# Recipes PCA
### By Brian Kitano

Okay, I'm going to use the Epicurious dataset to identify palates common across their recipes. 

## Introduction / Hypothesis

## Materials

## Procedure
1. Download the JSON data
2. Parse the JSON to extract recipe names and ingredients with their quantities.
3. Create the data matrix M, where each column is a recipe and each row is an ingredient; the entry is the quantity in a normalized and standardized quantity (grams?)
4. PCA

Bonus: construct the bipartite graph of ingredients to recipes, and then project it down onto a unipartite graph of ingredients where the weight of each edge is the frequency of connections. 

In [1]:
# 1. Parse the ingredients to extract recipe names and ingredients with their quantities
import json

# load in the epicurious set
with open('full_format_recipes.json') as f:
    data = json.load(f)
    f.close()
    
# print data[0]['ingredients']
# len(data) = 20130

# need to filter out the recipes that don't have ingredients listed
# extractIngredients = lambda i: data[i].keys


In [2]:
def containsIngredients(index):
    if 'ingredients' in data[i].keys():
        return i
    else:
        return 0

# get all of the indices which contain ingredients
cleanedIndices = [ containsIngredients(i) for i in range(len(data)) ]

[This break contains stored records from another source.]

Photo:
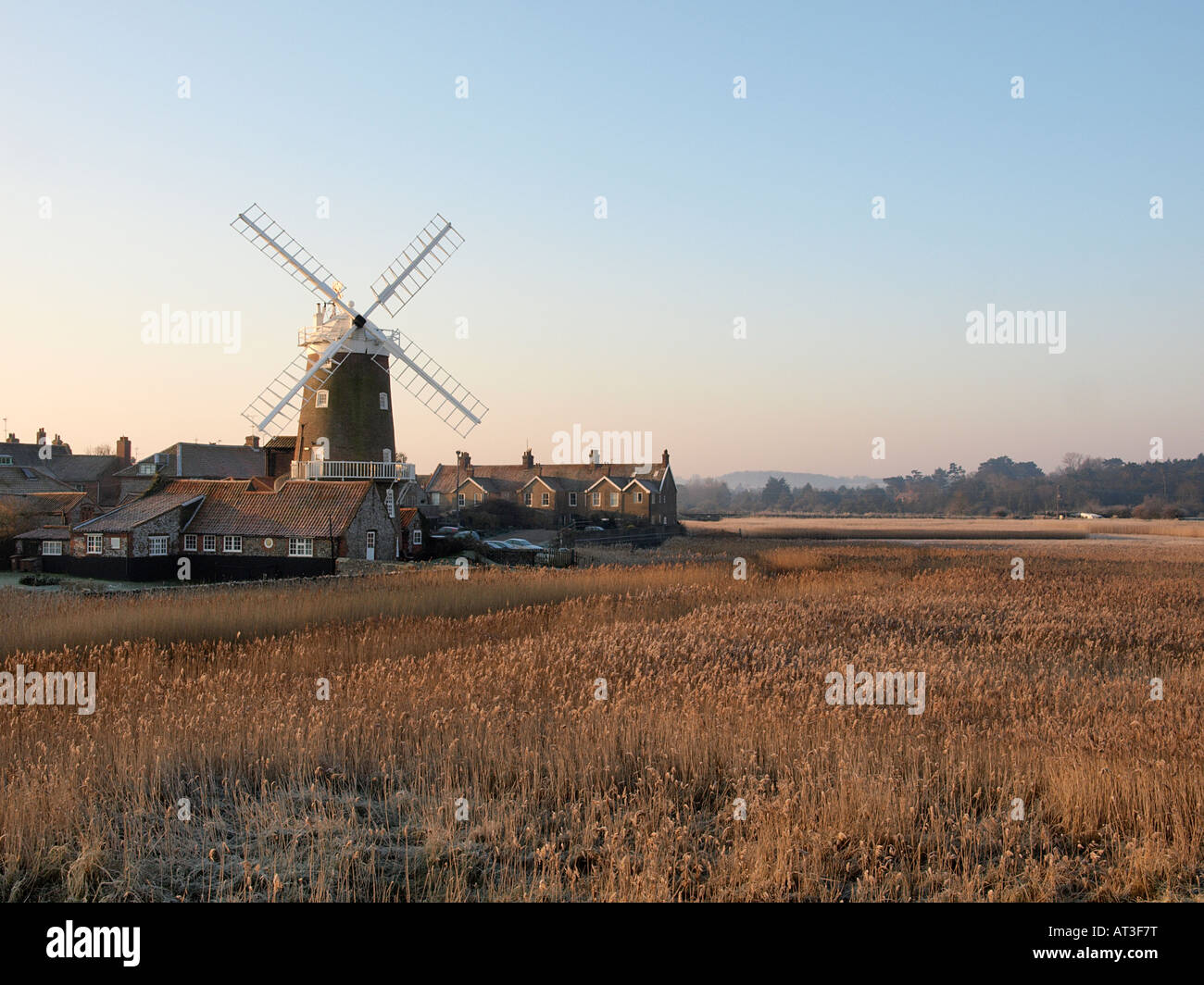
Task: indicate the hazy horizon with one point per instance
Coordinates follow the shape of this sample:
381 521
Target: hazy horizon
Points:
718 209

# get all of the ingredient lists as a list of lists
cleanedIngredientsLists = [ data[i]['ingredients'] for i in cleanedIndices ]

# flatten this list, which might contain duplicates
cleanedIngredients = [ ingredient for ingredientList in cleanedIngredientsLists for ingredient in ingredientList]
print len(cleanedIngredients)

# remove any duplicates
uniqueCleanedIngredients = list(set(cleanedIngredients))
print len(uniqueCleanedIngredients)

199315
83465


### Data Cleaning
Before we write all of the ingredients to a file, we should do some NLP cleaning. In looking at the results of the first model run, it seems like to be conservative we should remove all the text that occurs in parentheses, as this seems to really mess up the CRF's ability to identify units.

#### remove things in parentheses (use regex)

In [3]:
import re

# remove all the text that is inside a parenthesis
noParenthesisIngredients = [re.sub(r'\([^)]*\)', '', ingredient) for ingredient in uniqueCleanedIngredients]

print len(noParenthesisIngredients)

83465


#### dealing with the word "plus"

More complex problem. There are lots of ways that "plus" is used. Some examples:

##### when quantities don't add nicely
- "1/2 cup plus 1 1/2 tablespoons red wine vinegar"
- "1/2 cup plus 2 tablespoons granola"
- "1/4 cup plus 1 tablespoon warm water"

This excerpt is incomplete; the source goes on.